Elite Member & Kitchen Overlord
Feb 14, 2004
50,714
6,749
136
I have this oven! I got it for sale at about $250 plus tax. I love it, super accurate cooking and everything comes out perfectly even vs my big gas range. You can fit a big sized pot into it for slow cooking too. I did air fried wings for superbowl and they came out great. 40 pounds of wings got demolished for the game.

The only thing though is when airfrying greasy food it's a pain in the ass to clean. I have cleaners that come every month and they take care of the oven but for daily maintenance, be prepared for some scrubbing.

You can't mitigate the sides & top, but for the bottom, they sell a toaster oven liner on Amazon (you can buy sheets, or a roll & then cut it yourself to fit). That way you can slide out the cleaning tray & just rinse the black liner off, or chuck it if it gets too nasty!

Also, you scored an amazing deal on it! Just checked & it's still going for $400 new!

It's a beast. Does great at proofing doughs, dehydrating (sous vide jerky ftw! just got some ParaFlexx sheets to fit in it), airfrying, baking, etc. It does require a lot of experimentation to adjust your recipes, but like the Instant Pot, once you have it figured out, it's such a great time saver!
 

Kaido

Elite Member & Kitchen Overlord
Feb 14, 2004
50,714
6,749
136
That looks delicious.

They're great if you need easy food for kids, or if you want snacks for sports games, a quick snack, a video game session, movie night, or just wanna demolish a pile of them for dinner. The cool thing is they are infinitely variable, plus you can couple them with dips. You can do a tuna melt version, chicken salad version (we make that a lot...if you're feeling lazy, Sam's Club has giant cans of chicken similar to canned tuna that is pre-cooked & shreds in seconds), patty melt with ground beef, southwest version with salsa to dip, fancy ones with grilled chicken, melted cheese, and spinach with garlic aioli to dip, etc.

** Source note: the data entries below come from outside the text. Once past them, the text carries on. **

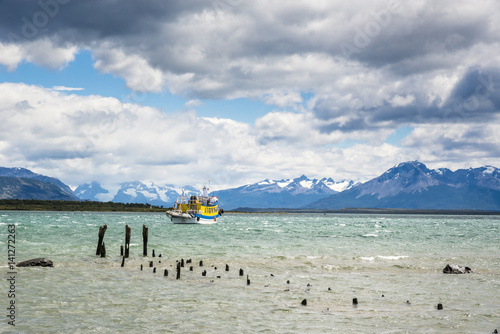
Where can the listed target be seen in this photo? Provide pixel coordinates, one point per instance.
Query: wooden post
(102, 230)
(145, 240)
(103, 250)
(128, 231)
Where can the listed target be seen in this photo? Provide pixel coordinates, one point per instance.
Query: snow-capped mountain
(139, 192)
(17, 172)
(90, 191)
(286, 193)
(411, 185)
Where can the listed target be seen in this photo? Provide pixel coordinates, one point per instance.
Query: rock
(40, 262)
(456, 269)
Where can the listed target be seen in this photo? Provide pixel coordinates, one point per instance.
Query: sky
(232, 91)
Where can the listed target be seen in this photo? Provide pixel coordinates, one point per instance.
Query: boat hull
(190, 219)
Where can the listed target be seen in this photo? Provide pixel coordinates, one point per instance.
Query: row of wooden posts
(101, 249)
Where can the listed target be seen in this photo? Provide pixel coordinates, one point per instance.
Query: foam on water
(326, 259)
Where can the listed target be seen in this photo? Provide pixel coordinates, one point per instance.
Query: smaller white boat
(197, 210)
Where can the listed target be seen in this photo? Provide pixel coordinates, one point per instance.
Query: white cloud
(85, 138)
(139, 75)
(402, 101)
(193, 103)
(64, 88)
(42, 52)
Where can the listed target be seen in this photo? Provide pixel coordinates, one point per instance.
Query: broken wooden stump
(128, 231)
(145, 240)
(103, 250)
(102, 230)
(38, 262)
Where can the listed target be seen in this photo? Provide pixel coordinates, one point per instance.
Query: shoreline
(366, 211)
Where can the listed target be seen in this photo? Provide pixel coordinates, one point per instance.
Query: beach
(392, 265)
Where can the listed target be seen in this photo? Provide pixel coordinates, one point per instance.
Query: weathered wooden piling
(128, 231)
(102, 230)
(103, 250)
(145, 240)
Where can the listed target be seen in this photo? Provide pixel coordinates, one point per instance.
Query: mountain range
(409, 185)
(285, 193)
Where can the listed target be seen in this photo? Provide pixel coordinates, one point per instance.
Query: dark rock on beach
(40, 262)
(456, 269)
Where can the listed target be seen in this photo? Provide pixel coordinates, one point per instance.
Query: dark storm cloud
(475, 98)
(83, 21)
(224, 49)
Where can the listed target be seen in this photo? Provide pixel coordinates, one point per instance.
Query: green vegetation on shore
(43, 205)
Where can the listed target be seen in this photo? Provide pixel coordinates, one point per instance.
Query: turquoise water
(382, 260)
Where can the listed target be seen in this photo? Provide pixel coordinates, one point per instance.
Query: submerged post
(128, 231)
(102, 230)
(103, 250)
(145, 240)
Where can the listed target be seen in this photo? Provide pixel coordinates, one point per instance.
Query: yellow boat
(196, 210)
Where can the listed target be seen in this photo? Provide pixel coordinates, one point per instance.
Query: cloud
(366, 69)
(63, 88)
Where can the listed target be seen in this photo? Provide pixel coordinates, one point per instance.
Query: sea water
(392, 265)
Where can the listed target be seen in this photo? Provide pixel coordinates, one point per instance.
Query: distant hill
(26, 188)
(90, 191)
(22, 173)
(285, 193)
(411, 185)
(140, 192)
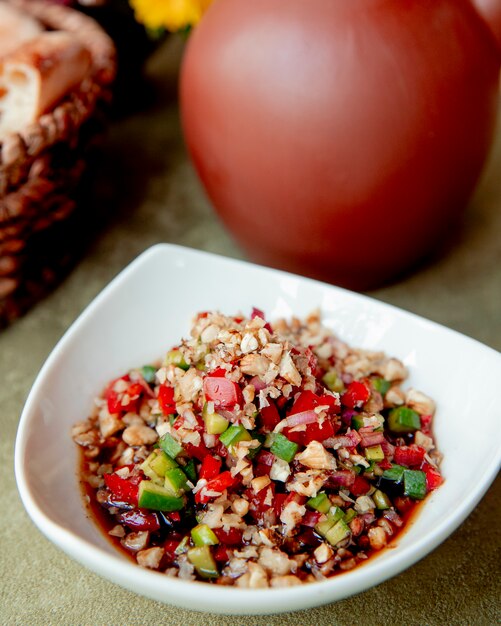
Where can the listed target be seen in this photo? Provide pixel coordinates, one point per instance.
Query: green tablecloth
(149, 193)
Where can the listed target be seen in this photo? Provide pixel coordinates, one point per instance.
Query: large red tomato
(340, 138)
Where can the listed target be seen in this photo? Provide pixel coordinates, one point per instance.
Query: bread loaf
(35, 76)
(16, 27)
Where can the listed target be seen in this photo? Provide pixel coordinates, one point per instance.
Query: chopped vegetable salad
(258, 455)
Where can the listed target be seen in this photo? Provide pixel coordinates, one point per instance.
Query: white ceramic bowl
(146, 309)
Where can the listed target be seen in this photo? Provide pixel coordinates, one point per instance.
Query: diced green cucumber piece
(253, 451)
(175, 481)
(415, 484)
(170, 446)
(374, 453)
(176, 357)
(148, 372)
(357, 421)
(349, 515)
(381, 500)
(162, 462)
(403, 420)
(149, 471)
(157, 498)
(234, 434)
(215, 424)
(202, 535)
(335, 514)
(333, 381)
(323, 528)
(191, 471)
(338, 532)
(183, 546)
(320, 502)
(395, 473)
(381, 384)
(283, 448)
(203, 561)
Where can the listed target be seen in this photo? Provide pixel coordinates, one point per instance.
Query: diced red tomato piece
(223, 392)
(404, 504)
(306, 401)
(385, 464)
(123, 489)
(356, 395)
(279, 502)
(218, 484)
(297, 436)
(166, 399)
(140, 520)
(210, 467)
(231, 537)
(265, 457)
(262, 470)
(360, 486)
(318, 432)
(125, 400)
(311, 518)
(410, 456)
(426, 421)
(219, 372)
(260, 501)
(270, 416)
(199, 452)
(433, 477)
(170, 547)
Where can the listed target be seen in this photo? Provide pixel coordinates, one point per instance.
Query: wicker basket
(40, 169)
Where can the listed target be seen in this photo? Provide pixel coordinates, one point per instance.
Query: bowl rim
(221, 599)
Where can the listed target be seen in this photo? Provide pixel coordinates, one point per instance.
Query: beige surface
(157, 199)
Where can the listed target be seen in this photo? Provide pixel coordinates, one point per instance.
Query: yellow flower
(170, 14)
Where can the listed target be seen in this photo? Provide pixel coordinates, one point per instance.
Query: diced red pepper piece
(210, 467)
(166, 399)
(270, 416)
(360, 486)
(230, 537)
(224, 481)
(223, 392)
(410, 456)
(140, 520)
(356, 395)
(433, 477)
(318, 432)
(123, 489)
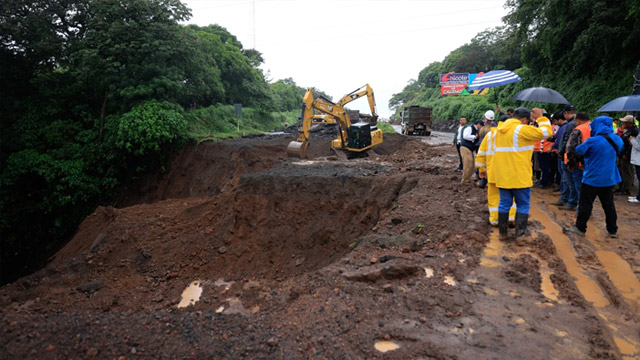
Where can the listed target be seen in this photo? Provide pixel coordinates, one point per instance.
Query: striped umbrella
(494, 78)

My goal is to figure out the freezer trick (i.e. if they can be air-fried from frozen or need to be thawed first to retain the crispy crust) & then make a truckload of them to keep in the deep freezer, that way I can rotate through flavors. The puff was unexpected but most welcome...they're good straight from the skillet, but not having to "make" them by simply throwing them in the air fryer makes them that much more convenient when you just need some quick food.